Implementation of the parallel runtime systems

Implementation of the parallel runtime systems

Hi all,

My question is about the implementation details of different parallel runtime systems, e.x. OpenMP, Cilk Plus, and TBB runtime systems.

Where can I find a detailed information? For example:

* How do they do runtime task scheduling?

* What are the differences between GCC implementation and ICC implementation of the OpenMP runtime system?

* How is work stealing done in these approaches?

* Do OpenMP and Cilk Plus use busy waiting?

Is there any source to find answers to such questions?

 

Many Thanks in advance!

 

9 posts / 0 new
Last post
For more complete information about compiler optimizations, see our Optimization Notice.

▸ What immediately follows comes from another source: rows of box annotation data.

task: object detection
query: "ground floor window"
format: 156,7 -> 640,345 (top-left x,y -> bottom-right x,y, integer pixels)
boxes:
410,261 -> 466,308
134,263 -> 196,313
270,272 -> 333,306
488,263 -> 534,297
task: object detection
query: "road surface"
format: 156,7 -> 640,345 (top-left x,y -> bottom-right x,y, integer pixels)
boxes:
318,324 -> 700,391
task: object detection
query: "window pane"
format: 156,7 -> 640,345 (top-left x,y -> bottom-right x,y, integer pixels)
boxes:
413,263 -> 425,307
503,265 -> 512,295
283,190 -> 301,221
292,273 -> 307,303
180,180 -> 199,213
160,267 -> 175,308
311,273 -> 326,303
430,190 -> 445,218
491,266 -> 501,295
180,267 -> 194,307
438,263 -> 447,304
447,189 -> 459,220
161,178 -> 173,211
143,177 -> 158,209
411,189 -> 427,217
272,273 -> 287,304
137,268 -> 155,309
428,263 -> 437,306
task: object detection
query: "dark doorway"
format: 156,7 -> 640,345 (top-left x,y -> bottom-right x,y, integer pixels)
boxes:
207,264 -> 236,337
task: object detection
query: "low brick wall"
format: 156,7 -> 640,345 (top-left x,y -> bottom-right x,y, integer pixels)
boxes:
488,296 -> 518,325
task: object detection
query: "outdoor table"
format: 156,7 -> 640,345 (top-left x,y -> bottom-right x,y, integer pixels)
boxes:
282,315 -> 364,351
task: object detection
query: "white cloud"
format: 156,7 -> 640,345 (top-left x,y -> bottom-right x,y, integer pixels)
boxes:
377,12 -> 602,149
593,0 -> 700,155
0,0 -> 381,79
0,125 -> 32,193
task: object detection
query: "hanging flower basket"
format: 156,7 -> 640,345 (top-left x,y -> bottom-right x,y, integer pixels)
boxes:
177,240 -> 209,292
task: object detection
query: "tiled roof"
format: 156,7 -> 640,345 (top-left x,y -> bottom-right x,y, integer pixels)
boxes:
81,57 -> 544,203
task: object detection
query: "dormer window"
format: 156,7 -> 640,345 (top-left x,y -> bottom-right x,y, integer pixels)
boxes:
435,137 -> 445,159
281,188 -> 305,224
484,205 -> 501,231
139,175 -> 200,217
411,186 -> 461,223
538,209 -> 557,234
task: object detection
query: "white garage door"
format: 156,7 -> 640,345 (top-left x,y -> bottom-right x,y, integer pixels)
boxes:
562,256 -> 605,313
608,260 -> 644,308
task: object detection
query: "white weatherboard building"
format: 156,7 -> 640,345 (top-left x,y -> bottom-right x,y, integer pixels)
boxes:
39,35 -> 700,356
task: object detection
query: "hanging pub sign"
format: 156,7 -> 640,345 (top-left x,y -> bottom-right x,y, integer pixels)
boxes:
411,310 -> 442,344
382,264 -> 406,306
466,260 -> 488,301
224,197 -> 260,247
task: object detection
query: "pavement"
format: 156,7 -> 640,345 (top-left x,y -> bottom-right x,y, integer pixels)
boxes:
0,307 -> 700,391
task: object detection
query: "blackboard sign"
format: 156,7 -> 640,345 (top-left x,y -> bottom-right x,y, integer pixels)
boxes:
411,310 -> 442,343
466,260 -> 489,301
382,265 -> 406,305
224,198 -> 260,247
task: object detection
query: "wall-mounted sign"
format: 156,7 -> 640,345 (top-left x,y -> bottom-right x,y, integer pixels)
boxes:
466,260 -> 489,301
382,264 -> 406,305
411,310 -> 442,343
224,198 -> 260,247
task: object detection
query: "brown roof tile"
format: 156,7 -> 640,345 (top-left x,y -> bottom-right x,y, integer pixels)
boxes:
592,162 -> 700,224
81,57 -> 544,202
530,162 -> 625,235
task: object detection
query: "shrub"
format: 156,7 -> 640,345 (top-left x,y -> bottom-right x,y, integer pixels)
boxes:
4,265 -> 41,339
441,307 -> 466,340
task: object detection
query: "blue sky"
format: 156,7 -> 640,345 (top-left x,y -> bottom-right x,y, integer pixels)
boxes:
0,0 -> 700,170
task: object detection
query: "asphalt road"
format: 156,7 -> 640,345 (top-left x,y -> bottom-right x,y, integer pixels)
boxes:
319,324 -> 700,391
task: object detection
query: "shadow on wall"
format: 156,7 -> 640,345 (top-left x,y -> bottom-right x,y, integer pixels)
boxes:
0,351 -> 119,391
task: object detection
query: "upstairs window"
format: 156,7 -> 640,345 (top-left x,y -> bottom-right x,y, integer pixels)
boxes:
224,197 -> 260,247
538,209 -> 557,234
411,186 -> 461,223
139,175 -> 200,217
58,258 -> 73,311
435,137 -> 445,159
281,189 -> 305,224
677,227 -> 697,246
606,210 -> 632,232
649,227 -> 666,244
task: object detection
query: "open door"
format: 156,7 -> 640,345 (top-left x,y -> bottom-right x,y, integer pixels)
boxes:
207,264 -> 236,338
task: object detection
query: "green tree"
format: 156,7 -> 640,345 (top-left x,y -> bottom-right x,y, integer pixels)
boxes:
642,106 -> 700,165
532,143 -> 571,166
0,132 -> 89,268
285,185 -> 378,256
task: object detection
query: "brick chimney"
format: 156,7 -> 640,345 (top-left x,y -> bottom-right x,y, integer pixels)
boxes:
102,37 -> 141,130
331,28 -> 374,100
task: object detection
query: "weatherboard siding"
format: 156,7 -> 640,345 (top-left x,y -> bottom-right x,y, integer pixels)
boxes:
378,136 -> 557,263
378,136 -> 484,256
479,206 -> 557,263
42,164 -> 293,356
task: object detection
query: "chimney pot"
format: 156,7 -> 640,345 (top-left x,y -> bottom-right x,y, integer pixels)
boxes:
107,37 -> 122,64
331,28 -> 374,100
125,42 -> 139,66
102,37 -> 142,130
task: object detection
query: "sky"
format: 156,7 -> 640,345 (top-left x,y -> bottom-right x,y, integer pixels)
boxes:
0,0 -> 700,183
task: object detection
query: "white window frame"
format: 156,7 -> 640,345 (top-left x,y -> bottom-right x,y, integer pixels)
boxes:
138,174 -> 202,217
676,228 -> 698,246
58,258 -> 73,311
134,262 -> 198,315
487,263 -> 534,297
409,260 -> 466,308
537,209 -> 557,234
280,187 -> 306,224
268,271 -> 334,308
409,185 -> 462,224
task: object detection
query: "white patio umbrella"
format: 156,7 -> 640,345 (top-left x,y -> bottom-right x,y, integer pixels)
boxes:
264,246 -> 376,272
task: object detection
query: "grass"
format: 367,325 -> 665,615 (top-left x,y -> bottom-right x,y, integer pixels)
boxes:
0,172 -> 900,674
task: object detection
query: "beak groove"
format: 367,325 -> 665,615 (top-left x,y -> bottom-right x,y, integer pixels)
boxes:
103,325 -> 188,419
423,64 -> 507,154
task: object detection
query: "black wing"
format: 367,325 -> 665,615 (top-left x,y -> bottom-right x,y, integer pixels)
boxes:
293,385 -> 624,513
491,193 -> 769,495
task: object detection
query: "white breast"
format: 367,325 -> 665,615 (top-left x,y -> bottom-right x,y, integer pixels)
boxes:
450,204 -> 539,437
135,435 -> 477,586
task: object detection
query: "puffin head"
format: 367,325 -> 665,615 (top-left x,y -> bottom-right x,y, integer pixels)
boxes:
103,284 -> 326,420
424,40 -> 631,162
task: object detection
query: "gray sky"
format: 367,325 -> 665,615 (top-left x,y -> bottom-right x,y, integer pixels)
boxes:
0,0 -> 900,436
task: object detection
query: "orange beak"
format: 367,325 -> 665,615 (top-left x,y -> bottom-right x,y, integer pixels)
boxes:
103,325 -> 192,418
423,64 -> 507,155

Source code is available in the gnu project, and at https://www.openmprtl.org/

"work stealing" is usually taken as Cilk(tm) Plus terminology, although openmp schedule(dynamic) may be suitable for similar purpose.

OMP_WAIT_POLICY is a standard way to control OpenMP spin waiting. The implementations you mention have their own additional environment options (KMP_BLOCKTIME, GOMP_SPINCOUNT).  So it's normal to default to a busy wait for some interval after which threads will suspend.

Use of OpenMP and Cilk(tm) Plus together incurs the issues of possible over-subscription as well as the one about the OpenMP spin wait delaying an OpenMP thread context from yielding to Cilk.

all runtimes that you mentioned are open sourced.

So you can look at sources and check their implementations

--Vladimir

Thanks!

@Tim: Thanks Tim! Helpful information!

@Vladimir: Yes, but first, I want to make sure that the open source implementation and the commercial one I use behave fairly similarly.

Second, I am wondering if there are detailed documentations that discuss the key points. 

 

Best Reply

Yes, like Tim/Vladimir mentioned you'll need to look at the sources and the docs associated with those methodologies accordingly. You can find various articles in the Intel Developer Zone (https://software.intel.com/en-us) on Cilk Plus, OpenMP etc and in the compiler user manuals as well. In addition http://www.cilkplus.org does offer interesting details too including FAQ.  Refer to the article at https://software.intel.com/en-us/articles/getting-code-ready-for-paralle... which could be helpful in general (especially listing the benefits vs caveats although it needs be to updated to include OMP 4.0).  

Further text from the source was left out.